While sausages are cooking heat oven to 450F (also place an oven proof dish to heat while oven is heating, you want the dish hot). Once the oven is heated, quickly remove pan (close oven door, heat very important in this recipe). Into the pan add the sausages, hot oil and then pour the batter over them. Put back into oven and bake 20 minutes. Reduce the heat in the oven to 350F and bake 10-15 minutes longer. DO NOT OPEN THE OVEN DOOR WHILE BAKING. The yorkshire pudding will puff up around the sausages and be a lovely golden brown.
Another version (when I don't want sausages): Batter and baking directions are exactly the same.
Ingredients: 1lb steak cut up into 1 inch cubes. 1 medium chopped onion, 2oz sliced mushrooms, 2oz butter, 3Tbs Flour, 2/3c red wine, salt and pepper to taste.
1)Heat oven to 450F with a oven proof dish. While oven is heating make batter as above.
2)Melt butter in fry pan, add steak, brown on all sides. Pour off drippings (I usually pour them off into the oven proof dish so they are nice and sizzly hot (if you don't have enough drippings to equal about 2Tbs, you can also add a little olive or vegetable oil).

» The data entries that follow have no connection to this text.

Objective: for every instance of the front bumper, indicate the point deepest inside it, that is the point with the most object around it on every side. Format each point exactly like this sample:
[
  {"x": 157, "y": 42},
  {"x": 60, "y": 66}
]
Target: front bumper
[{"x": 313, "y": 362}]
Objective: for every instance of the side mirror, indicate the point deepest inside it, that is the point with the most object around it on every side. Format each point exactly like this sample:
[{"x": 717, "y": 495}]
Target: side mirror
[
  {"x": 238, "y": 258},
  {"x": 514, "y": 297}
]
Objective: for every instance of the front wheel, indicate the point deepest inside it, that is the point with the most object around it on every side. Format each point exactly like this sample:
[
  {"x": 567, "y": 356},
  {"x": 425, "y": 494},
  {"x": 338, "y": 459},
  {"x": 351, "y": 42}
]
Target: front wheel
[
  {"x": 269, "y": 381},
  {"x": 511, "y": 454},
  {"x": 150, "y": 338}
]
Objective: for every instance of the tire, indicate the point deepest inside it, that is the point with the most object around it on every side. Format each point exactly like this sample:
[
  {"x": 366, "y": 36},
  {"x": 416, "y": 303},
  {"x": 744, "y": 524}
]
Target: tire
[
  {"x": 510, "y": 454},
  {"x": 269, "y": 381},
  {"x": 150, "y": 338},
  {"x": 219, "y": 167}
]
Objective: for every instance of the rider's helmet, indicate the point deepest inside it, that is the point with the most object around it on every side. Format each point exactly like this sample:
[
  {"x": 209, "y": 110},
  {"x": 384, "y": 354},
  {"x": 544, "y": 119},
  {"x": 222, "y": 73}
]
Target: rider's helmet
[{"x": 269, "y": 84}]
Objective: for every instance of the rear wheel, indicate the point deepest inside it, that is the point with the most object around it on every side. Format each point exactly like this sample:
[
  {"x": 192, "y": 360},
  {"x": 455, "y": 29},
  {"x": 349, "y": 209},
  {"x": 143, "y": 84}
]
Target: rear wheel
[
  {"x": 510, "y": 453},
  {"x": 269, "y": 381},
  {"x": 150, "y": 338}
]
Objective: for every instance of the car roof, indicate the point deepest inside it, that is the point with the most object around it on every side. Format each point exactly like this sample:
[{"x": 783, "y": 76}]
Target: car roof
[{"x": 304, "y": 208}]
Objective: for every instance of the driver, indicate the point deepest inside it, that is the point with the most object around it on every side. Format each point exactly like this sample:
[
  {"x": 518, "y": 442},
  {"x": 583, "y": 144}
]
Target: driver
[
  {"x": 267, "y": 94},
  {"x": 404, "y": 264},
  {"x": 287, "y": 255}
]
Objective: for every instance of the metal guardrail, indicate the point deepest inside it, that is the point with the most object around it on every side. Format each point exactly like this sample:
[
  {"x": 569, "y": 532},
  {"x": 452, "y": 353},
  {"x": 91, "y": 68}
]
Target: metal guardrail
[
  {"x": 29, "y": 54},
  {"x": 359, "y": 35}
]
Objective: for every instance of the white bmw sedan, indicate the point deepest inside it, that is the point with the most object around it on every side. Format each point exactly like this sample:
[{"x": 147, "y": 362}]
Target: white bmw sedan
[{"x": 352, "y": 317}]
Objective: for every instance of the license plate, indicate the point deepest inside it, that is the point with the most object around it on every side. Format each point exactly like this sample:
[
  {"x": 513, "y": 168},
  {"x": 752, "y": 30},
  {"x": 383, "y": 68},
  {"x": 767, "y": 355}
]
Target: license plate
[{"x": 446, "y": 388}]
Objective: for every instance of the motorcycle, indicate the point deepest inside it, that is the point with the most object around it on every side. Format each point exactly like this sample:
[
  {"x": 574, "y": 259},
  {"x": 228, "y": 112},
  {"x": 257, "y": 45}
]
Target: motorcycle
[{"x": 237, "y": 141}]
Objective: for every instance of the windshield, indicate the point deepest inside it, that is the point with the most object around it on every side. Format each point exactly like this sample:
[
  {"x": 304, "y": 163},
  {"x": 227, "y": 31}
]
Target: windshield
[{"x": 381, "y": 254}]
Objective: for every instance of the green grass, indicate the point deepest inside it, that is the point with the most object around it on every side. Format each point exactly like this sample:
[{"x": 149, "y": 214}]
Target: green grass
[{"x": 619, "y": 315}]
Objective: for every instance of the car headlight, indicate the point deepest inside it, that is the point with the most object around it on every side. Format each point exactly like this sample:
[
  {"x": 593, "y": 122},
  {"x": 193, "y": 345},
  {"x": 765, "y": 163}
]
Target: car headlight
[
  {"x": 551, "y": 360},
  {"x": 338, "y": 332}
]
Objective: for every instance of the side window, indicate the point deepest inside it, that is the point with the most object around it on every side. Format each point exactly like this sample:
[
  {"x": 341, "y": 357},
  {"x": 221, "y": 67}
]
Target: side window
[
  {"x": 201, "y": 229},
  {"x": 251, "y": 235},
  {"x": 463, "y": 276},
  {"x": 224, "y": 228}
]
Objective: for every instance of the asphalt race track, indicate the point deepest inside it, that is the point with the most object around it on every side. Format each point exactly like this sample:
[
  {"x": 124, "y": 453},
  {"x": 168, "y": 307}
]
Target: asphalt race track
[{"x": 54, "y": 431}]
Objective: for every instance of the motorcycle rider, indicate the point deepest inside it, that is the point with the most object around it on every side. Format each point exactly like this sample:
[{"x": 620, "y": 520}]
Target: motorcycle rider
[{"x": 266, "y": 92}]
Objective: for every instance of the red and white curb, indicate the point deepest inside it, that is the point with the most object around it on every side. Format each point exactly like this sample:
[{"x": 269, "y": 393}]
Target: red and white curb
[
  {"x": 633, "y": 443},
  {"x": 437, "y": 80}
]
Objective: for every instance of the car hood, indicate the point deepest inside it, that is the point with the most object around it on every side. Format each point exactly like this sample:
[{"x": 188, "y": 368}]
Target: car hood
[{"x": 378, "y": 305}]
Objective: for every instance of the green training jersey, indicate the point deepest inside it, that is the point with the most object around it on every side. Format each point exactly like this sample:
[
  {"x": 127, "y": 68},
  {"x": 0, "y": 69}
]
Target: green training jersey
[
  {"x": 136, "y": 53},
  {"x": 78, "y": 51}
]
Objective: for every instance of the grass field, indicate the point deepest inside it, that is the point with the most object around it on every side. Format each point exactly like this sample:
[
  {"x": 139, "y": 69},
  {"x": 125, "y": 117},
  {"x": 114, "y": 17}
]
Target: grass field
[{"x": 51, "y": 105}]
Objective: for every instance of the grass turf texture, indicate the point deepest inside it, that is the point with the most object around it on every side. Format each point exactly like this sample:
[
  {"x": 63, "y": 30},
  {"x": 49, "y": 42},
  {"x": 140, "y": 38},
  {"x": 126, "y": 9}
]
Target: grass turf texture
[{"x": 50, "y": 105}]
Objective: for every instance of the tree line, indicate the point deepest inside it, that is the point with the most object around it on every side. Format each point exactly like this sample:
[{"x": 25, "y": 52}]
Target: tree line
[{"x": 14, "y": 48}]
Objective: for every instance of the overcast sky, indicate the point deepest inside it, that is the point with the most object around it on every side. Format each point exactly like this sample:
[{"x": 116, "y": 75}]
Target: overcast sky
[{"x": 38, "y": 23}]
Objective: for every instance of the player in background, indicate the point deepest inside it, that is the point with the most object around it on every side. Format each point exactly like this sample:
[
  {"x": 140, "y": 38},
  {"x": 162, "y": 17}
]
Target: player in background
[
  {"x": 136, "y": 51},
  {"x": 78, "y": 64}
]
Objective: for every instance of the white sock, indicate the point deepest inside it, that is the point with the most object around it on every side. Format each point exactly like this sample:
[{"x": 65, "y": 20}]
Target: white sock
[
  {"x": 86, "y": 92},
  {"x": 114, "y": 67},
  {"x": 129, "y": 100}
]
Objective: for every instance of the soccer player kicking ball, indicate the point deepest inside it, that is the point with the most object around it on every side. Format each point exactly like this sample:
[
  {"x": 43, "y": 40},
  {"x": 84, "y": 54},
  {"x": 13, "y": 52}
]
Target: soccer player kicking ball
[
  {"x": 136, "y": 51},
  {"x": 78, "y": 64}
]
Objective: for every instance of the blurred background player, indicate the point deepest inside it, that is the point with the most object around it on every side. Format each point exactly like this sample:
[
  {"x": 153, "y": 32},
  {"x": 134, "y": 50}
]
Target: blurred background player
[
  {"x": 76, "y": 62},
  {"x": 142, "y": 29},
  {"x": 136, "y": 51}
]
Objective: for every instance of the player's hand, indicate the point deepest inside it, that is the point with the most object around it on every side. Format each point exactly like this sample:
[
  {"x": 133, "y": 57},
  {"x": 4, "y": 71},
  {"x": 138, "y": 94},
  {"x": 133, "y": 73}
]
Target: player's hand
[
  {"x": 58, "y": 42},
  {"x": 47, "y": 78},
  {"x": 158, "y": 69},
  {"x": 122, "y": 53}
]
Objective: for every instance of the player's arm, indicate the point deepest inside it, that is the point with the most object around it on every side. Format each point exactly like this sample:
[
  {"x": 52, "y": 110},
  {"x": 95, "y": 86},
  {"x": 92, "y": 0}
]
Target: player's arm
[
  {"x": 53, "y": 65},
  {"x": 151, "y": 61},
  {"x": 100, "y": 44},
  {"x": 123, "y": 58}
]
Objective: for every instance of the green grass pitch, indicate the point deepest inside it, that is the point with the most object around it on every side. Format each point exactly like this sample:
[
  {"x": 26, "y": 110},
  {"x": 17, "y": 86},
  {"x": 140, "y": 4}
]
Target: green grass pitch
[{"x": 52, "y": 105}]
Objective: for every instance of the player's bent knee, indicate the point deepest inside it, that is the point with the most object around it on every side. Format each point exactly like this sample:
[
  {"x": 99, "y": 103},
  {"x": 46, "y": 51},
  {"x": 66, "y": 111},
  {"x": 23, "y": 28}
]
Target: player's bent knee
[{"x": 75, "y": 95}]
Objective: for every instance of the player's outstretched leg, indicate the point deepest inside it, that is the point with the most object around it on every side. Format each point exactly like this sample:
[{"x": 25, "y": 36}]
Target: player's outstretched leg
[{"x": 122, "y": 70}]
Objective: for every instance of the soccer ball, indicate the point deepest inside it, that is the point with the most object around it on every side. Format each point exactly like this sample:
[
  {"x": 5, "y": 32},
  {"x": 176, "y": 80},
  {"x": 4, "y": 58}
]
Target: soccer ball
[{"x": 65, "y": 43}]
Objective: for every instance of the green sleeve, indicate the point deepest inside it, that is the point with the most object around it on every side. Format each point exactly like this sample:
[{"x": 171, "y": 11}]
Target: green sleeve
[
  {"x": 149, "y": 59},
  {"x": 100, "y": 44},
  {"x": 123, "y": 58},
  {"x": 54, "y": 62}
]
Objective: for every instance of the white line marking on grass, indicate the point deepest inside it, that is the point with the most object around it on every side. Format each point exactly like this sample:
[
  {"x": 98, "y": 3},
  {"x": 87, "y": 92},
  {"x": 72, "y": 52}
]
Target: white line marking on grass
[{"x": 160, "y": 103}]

3)Once the oven and dish are heated, quickly add the batter to the dish and close the door! Bake same as above: 20 minutes at 450F then lower heat to 350F and bake for 10-15 minutes more. Again....Do not open that oven door while the pudding is baking!
4) While the pudding is baking, to the browned steak. Add onion and sliced mushrooms and continue to saute for about 5 minutes. Add wine and flour to make a sauce. Continue to cook on low for approx. 20 minutes (or about the same time as the batter).If the sauce is a little too thick you can thin it a bit with more wine or water....
To serve: When the pudding is done, pull it out of the oven. The first thing that happens is that the center of the pudding usually sinks. This makes a really nice depression to put the cooked steak in! So scoop the cooked meat with wine you have kept warm into the center of the pudding and serve.
Hope you like it as much as we do.
Cheers!
Very intresting information. I enjoy your posts.